Irritable bowel syndrome (IBS, or spastic colon) is a diagnosis of
exclusion. It is a functional bowel disorder characterized by chronic
abdominal pain, discomfort, bloating, and alteration of bowel habits in
the absence of any detectable organic cause. In some cases, the
symptoms are relieved by bowel movements. Diarrhea or constipation may
predominate, or they may alternate (classified as IBS-D, IBS-C or
IBS-A, respectively). IBS may begin after an infection
(post-infectious, IBS-PI), a stressful life event, or onset of maturity
without any other medical indicators.
Although there is no cure for IBS, there are treatments that attempt to
relieve symptoms, including dietary adjustments, medication and
psychological interventions. Patient education and a good
doctor-patient relationship are also important.

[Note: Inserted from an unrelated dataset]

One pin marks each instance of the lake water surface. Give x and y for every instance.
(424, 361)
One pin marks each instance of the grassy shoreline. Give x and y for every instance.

Several conditions may present as IBS including coeliac disease,
fructose malabsorption, mild infections, parasitic infections like
giardiasis, several inflammatory bowel diseases, bile acid
malabsorption, functional chronic constipation, and chronic functional
abdominal pain. In IBS, routine clinical tests yield no abnormalities,
although the bowels may be more sensitive to certain stimuli, such as
balloon insufflation testing. The exact cause of IBS is unknown. The
most common theory is that IBS is a disorder of the interaction between
the brain and the gastrointestinal tract, although there may also be
abnormalities in the gut flora or the immune system.
IBS does not lead to more serious conditions in most patients. However,
it is a source of chronic pain, fatigue, and other symptoms and
contributes to work absenteeism. Researchers have reported that the
high prevalence of IBS, in conjunction with increased costs, produces a
disease with a high social cost. It is also regarded as a chronic
illness and can dramatically affect the quality of a sufferer's life.